Le trésor perdu de Sijilmassa : une découverte qui ébranle l’histoire du Maroc et révèle les secrets de la plus ancienne mosquée et de l’atelier de frappe de la monnaie d’or du Royaume !

Ariffino.net/Spécial

Pendant des siècles, Sijilmassa, la grande cité du Tafilalet fondée à la fin du VIIIe siècle, n’existait plus que dans les récits des voyageurs et les anciennes chroniques. Mais aujourd’hui, cette cité perdue renaît, pierre par pierre, grâce au travail minutieux d’une équipe d’archéologues marocains de l’Institut National des Sciences de l’Archéologie et du Patrimoine (INSAP).
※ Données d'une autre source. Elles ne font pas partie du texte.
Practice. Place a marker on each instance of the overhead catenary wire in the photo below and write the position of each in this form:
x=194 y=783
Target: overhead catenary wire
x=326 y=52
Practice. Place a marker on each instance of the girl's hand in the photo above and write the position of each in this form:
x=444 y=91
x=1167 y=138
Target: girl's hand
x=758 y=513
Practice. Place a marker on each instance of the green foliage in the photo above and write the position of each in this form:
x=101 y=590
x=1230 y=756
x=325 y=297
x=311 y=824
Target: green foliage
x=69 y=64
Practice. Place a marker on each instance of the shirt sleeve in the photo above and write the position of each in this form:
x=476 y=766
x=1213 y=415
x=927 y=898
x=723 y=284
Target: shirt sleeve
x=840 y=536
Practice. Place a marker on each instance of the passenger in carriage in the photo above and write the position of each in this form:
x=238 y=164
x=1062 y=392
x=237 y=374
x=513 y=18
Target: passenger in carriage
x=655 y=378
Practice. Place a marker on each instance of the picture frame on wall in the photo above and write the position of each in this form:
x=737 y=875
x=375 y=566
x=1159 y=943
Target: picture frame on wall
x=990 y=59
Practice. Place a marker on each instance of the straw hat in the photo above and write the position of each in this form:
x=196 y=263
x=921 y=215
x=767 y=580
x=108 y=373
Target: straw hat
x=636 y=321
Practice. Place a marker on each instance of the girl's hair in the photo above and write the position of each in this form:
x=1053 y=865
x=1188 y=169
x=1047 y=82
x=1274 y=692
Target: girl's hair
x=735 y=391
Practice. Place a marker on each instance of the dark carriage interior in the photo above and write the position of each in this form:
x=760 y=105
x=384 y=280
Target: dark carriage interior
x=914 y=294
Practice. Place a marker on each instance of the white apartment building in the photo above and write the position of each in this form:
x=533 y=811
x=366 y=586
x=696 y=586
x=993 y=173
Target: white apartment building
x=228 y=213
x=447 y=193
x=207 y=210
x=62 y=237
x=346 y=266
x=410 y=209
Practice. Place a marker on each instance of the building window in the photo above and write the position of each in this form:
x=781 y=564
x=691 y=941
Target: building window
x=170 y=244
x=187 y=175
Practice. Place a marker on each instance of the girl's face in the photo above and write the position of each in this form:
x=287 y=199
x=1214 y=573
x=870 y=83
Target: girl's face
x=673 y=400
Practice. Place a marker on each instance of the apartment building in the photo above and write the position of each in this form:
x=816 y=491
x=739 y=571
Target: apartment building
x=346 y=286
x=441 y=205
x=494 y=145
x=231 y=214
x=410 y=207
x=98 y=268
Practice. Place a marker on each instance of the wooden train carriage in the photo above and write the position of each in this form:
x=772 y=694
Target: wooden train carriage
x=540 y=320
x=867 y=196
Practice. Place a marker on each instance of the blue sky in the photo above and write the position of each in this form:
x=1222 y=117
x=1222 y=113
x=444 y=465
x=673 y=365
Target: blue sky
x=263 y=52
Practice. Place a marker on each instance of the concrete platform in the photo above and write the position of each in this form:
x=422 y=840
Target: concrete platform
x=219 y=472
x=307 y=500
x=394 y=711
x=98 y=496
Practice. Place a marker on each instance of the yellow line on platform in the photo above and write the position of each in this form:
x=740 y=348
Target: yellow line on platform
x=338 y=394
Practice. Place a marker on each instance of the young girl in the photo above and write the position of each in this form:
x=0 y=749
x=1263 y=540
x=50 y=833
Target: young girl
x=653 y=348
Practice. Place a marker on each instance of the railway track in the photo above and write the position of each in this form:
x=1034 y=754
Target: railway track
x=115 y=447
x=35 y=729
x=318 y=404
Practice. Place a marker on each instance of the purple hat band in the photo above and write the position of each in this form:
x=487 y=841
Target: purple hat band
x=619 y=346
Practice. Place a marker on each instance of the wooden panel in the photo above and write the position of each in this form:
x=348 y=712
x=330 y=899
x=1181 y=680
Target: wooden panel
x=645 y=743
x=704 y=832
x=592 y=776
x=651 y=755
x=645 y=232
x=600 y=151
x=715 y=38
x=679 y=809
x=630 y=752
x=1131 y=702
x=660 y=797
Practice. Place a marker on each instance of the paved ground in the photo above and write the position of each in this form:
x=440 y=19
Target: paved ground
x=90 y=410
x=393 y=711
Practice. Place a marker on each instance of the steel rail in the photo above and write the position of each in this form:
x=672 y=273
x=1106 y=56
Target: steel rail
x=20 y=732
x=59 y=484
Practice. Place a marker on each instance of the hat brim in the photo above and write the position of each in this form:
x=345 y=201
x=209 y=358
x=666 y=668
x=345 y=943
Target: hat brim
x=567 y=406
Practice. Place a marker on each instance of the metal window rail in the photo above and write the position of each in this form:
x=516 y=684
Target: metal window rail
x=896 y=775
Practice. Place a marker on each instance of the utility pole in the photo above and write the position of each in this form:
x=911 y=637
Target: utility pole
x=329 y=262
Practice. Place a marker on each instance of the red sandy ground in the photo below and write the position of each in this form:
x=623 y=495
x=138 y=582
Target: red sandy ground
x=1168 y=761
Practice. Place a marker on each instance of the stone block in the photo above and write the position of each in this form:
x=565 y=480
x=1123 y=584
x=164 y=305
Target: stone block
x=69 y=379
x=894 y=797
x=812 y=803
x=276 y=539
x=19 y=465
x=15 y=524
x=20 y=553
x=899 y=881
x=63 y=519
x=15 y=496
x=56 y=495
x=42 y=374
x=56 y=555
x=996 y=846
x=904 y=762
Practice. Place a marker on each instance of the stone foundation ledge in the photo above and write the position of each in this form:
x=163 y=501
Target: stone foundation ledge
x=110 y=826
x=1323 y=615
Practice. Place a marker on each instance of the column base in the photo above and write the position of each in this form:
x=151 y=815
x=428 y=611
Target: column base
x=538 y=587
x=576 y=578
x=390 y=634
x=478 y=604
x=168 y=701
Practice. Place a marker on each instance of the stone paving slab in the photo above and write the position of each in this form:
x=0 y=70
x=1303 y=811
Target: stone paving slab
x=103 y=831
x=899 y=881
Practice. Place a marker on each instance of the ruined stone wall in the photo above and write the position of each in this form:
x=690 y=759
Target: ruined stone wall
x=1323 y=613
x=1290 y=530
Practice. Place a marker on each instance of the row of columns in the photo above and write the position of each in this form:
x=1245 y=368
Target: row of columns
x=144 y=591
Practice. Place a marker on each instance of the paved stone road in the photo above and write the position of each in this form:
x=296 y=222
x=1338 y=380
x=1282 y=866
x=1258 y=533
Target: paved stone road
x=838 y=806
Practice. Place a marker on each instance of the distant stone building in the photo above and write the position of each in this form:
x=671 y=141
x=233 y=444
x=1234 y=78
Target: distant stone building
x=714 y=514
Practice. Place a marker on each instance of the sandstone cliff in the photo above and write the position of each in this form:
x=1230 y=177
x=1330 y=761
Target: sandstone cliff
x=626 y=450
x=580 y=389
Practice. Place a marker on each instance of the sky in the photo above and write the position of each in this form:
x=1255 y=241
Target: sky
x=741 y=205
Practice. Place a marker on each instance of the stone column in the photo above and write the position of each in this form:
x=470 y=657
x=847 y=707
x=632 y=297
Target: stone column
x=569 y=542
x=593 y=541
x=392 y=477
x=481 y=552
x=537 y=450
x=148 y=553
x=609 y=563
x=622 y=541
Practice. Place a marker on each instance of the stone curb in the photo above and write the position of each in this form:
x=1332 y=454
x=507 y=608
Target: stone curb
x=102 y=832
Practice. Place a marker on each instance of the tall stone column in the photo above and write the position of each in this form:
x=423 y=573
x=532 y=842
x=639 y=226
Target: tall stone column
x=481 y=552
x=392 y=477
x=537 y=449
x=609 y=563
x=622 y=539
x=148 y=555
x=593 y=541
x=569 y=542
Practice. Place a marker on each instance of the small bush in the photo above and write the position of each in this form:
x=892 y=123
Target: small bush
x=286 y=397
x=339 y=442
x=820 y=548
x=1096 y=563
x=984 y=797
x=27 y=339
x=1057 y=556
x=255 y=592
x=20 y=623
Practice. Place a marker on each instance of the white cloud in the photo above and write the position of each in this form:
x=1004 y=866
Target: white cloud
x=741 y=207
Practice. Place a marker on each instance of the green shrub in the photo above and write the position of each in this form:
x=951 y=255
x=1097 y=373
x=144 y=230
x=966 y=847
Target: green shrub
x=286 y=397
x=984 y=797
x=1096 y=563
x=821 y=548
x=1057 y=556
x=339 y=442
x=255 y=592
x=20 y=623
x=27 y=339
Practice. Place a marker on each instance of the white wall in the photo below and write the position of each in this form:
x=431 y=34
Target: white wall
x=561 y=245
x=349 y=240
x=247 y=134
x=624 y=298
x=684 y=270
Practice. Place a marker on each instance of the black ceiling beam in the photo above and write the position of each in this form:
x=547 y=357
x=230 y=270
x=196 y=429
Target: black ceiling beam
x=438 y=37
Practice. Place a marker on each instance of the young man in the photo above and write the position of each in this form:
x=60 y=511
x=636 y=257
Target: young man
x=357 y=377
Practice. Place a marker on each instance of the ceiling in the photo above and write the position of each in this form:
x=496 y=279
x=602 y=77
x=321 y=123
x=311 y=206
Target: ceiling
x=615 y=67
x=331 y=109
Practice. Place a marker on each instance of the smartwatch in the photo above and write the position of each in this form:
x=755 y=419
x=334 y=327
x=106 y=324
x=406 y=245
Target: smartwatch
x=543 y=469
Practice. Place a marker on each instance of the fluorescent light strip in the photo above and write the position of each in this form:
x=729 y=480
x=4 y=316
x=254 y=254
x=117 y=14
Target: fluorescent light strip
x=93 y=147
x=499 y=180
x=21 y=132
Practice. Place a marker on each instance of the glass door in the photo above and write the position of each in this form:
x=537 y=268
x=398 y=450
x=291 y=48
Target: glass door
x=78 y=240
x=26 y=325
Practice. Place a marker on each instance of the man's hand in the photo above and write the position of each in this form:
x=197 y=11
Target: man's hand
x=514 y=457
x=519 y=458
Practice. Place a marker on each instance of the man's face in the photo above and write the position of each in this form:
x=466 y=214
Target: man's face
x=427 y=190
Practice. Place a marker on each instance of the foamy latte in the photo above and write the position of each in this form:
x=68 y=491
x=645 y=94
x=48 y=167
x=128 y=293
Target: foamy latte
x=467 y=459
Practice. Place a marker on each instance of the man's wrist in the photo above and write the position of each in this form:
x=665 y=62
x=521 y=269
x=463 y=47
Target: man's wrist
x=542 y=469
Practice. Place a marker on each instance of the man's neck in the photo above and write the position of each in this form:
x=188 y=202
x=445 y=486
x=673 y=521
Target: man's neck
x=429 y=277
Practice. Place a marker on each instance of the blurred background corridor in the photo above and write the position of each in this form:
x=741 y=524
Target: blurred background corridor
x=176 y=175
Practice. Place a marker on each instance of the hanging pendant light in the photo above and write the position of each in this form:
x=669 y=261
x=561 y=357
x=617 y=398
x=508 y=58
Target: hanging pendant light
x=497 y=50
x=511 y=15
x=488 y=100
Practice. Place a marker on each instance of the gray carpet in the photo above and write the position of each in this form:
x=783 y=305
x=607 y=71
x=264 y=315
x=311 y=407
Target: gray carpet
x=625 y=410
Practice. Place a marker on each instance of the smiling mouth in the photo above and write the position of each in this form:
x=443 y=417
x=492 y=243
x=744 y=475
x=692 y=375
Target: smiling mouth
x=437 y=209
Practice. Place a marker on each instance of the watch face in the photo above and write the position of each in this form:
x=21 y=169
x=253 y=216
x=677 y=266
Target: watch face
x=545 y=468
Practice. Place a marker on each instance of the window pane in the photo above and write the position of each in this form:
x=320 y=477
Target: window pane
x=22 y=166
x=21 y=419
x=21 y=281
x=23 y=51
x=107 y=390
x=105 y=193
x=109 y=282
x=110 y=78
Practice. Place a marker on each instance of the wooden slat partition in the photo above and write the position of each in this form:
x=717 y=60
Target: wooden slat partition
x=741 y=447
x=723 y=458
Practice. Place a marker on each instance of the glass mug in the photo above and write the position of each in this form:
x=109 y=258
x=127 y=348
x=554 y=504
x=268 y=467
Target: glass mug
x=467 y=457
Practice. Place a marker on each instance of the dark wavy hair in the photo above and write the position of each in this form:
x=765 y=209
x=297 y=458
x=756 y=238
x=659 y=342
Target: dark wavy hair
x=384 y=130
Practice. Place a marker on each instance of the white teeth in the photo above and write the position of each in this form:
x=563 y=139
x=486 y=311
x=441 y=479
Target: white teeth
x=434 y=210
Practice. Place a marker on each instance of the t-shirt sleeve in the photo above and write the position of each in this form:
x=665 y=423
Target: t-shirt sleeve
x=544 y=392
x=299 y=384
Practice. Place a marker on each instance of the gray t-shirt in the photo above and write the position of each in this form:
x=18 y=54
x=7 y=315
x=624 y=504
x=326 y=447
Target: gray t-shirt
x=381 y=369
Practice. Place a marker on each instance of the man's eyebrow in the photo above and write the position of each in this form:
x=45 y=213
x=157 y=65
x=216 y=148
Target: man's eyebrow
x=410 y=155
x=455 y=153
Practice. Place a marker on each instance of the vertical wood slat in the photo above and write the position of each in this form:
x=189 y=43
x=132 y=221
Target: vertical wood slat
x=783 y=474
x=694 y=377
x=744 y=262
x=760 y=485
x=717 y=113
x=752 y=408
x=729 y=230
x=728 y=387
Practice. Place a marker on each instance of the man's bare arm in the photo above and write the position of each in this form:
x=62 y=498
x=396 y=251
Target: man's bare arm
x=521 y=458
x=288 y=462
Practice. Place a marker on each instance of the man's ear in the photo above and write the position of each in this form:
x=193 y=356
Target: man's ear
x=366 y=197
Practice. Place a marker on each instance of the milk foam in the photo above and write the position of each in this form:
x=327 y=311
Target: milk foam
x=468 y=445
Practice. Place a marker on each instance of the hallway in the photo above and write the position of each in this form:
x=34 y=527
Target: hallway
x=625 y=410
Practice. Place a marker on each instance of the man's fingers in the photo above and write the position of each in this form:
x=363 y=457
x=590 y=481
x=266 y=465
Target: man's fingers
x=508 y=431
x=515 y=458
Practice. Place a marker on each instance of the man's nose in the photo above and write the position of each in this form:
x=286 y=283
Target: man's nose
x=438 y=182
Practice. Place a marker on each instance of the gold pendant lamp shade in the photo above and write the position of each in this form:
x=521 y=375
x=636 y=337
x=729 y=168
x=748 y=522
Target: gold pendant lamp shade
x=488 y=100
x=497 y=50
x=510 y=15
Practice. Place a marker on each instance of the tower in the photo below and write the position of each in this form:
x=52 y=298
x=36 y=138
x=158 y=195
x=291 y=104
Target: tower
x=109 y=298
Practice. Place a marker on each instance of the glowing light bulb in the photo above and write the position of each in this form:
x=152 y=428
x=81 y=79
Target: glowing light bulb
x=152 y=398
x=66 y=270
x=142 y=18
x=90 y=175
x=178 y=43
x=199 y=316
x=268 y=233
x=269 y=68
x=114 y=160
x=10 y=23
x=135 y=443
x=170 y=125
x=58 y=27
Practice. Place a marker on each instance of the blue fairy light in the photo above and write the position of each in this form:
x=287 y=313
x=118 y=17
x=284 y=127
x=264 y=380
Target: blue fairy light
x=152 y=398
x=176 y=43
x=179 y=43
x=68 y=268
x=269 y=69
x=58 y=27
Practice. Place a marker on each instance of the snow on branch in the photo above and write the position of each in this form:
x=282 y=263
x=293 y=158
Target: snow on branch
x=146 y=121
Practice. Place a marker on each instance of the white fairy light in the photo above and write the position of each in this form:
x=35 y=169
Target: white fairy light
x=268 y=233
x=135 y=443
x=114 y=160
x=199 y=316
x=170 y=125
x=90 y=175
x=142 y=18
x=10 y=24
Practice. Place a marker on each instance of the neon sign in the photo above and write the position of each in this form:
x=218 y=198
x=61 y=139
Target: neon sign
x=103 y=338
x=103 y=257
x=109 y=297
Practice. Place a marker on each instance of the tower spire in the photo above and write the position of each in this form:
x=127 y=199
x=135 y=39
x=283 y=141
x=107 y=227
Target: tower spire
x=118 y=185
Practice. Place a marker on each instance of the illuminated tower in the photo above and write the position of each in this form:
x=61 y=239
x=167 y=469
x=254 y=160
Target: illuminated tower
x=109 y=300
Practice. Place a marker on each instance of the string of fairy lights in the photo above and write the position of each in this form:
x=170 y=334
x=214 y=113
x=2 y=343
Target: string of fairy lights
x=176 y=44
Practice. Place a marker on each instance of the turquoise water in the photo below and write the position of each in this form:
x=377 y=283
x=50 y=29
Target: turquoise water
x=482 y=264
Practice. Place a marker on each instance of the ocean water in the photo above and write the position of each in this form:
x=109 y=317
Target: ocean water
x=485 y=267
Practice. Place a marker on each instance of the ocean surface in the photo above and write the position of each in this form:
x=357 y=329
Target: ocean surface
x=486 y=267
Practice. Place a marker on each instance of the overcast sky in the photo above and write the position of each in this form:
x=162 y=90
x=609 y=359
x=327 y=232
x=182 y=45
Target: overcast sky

Sous les sables du Tafilalet : une découverte archéologique qui réécrit l’histoire

Depuis 2024, les archéologues explorent les ruines de cette cité légendaire avec le soutien du ministère de la Culture. Le vendredi 25 juillet, l’institut a dévoilé sur sa page Facebook les résultats de sa dernière campagne de fouilles, une série de découvertes qui redonnent vie à un site oublié du récit historique national. Au cœur du site, les fondations d’une immense mosquée médiévale de 2 620 m² ont été mises au jour. Construite sous le règne d’Abû al-Mountasir al-Yasa’, elle a ensuite été agrandie jusqu’à l’époque almohade et est aujourd’hui considérée comme la plus ancienne mosquée de ce type jamais découverte au Maroc. Ses murs racontent mille ans de prières, de silence et de transformations. Autour de la mosquée, les chercheurs ont trouvé de précieux éléments architecturaux, notamment des stucs sculptés de l’époque midraride et des fragments de bois peint et doré du XVIIIe siècle, ce qui constitue la première preuve matérielle d’un décor alaouite à Sijilmassa.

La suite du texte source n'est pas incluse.